Whether it was his 11 days as White House director of communications or his 10 days competing on Fox’s military-style “Special Forces: World’s Toughest Test” (premiering Wednesday at 8 p.m.), native Long Islander Anthony Scaramucci is what he is.
“I’m a [mischief-maker],” the 58-year-old financier says, using more colorful language. Speaking by phone from his home in Manhasset, where he lives with wife Deidre, 43, and their sons Nicholas, 8, and James, 5, he adds, “I wouldn’t be having this conversation with you or going on reality shows if I weren’t. … I think that’s part of being a New Yorker from Long Island.”

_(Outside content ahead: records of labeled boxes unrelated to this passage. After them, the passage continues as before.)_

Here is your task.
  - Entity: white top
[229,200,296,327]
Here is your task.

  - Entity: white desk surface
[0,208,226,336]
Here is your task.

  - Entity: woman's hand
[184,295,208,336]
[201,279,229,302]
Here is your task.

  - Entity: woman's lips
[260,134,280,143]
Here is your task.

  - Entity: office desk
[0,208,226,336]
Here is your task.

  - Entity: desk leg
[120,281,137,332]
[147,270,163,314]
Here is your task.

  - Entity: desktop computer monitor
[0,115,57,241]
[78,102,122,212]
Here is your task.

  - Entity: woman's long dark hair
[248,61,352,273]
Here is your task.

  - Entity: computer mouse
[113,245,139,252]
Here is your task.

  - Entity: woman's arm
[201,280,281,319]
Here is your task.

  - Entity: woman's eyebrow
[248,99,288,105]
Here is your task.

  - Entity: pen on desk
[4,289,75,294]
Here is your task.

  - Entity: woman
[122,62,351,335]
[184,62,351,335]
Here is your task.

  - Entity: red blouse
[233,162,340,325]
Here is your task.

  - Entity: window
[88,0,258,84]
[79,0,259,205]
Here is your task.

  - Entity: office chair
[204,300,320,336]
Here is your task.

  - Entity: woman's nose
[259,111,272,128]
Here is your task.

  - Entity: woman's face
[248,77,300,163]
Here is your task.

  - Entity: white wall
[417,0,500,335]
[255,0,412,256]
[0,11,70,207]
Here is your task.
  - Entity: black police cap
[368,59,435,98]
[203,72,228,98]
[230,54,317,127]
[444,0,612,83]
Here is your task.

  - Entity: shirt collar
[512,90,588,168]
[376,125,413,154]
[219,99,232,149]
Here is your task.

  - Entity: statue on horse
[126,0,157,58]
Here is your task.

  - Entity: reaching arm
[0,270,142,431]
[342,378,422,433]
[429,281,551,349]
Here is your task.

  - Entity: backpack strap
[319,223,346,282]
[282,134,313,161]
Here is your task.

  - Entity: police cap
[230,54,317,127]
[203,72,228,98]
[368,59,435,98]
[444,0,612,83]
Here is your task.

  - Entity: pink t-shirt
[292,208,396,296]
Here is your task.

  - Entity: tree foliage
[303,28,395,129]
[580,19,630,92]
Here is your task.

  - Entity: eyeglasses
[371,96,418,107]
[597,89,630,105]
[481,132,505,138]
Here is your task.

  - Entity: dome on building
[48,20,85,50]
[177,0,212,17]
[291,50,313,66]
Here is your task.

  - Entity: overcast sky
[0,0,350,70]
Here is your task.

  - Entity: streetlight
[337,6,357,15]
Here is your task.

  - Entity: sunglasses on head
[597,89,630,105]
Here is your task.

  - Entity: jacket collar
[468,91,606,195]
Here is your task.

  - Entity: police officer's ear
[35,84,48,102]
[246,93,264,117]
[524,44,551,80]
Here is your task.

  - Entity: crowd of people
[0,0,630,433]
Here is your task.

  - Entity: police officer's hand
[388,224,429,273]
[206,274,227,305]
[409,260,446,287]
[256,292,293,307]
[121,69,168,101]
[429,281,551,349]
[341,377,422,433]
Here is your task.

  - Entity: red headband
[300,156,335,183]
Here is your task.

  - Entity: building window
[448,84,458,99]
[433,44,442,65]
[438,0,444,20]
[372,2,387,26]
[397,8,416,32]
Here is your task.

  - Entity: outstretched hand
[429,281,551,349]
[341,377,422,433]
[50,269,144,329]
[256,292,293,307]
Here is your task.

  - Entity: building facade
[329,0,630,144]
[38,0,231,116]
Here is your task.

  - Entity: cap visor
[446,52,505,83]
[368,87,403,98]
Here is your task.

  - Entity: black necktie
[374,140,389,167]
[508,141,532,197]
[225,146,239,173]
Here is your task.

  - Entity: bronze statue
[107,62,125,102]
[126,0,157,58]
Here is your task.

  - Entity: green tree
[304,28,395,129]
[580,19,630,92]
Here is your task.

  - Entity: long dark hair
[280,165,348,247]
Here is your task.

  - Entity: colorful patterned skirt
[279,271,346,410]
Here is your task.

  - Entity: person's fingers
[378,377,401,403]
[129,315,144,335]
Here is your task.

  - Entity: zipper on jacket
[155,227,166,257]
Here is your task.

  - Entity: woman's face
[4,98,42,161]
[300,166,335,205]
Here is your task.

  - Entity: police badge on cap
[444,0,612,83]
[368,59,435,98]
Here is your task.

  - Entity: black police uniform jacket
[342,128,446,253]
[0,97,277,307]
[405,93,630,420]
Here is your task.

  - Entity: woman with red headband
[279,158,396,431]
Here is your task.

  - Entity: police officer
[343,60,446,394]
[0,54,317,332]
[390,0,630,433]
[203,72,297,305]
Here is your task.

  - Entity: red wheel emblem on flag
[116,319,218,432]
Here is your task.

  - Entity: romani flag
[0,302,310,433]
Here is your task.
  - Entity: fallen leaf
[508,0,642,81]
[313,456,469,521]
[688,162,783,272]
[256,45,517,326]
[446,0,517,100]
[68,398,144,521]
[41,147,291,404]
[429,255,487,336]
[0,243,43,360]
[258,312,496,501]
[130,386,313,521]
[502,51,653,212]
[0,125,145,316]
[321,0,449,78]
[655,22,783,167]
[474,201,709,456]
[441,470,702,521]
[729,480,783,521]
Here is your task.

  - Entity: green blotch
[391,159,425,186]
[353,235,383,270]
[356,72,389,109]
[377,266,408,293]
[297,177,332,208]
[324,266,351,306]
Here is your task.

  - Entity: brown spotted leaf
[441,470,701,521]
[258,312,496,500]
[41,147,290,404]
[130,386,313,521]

As such, he is one of 16 celebrities, who also include former Mets star Mike Piazza, dropped into a Jordanian desert, where instructors described as ex-Special Forces operatives put them through their paces. This includes falling backward from a hovering helicopter into a body of water, inching across a gorge on a rope line some hundred feet above the ground, and making do with barrels as toilets.
Why subject himself to this? “The simplest answer is, it seemed super-exciting,” says the Mineola-born and Port Washington-raised Scaramucci, one of three children of retired crane operator and sand miner Alexander, 87, and homemaker Marie, 85. “The more long-winded, philosophical answer” is that his father and two uncles served in the military and he wanted to put himself through a similar “physical and mental test.”
Yet he also competed in the much less strenuous “Celebrity Big Brother” in 2019, so are there other reasons for someone in his position to risk reality-show ridicule? “I think what you learn when you’re an entrepreneur is that you’re comfortable taking risks,” he says, sidestepping his actual reasons. “And I believe what my grandmother said to me when I was a kid: ‘What other people think of you is none of your business.’ ”
For Scaramucci — who graduated from Paul D. Schreiber High School in Port Washington, followed by Tufts University and Harvard Law School, both in Massachusetts, before beginning a successful Wall Street career — many of his risks have worked out. “The White House thing frankly didn’t,” he says of his short run in July 2017 as the Trump administration’s spokesperson.
A GOP fundraiser, Scaramucci initially had supported Scott Walker and Jeb Bush during the 2016 primaries, and was a vocal Donald Trump critic. When Trump got the nomination, Scaramucci became — in what he calls a “worse than opportunistic” decision — a vocal supporter eventually asked to succeed Sean Spicer as communications director.
“I let my ego make that decision,” he says. “I made a decision and it was the wrong decision.”
He might have made another in not having apprised his wife of the exact nature of the dangerous exercises before he left for Jordan in May. “I just told her I’m going to shoot this television show but left out what we were doing,” he says. “When she saw the trailer” for the series, “she was, like, ‘OK, you’re an imbecile.’ ”
If so, he’s in estimable company: Aside from himself and Piazza, there are sports figures Danny Amendola, Dwight Howard, Gus Kenworthy, Nastia Liukin and Carli Lloyd, reality-TV stars Hannah Brown, Tyler Florence, Kate Gosselin, Kenya Moore and Dr. Drew Pinsky, and entertainers Melanie “Mel B” Brown, Montell Jordan, Beverley Mitchell and Jamie Lynn Spears — at least some of whom, he says, have become “permanent, lifelong friends.”
And although there’s no cash prize at the end, there may be more than one “winner,” since winning is simply surviving. As Fox describes, “[T]he only way for these recruits to leave is to give up on their own accord, through failure or potential injury, or by force from the” instructors.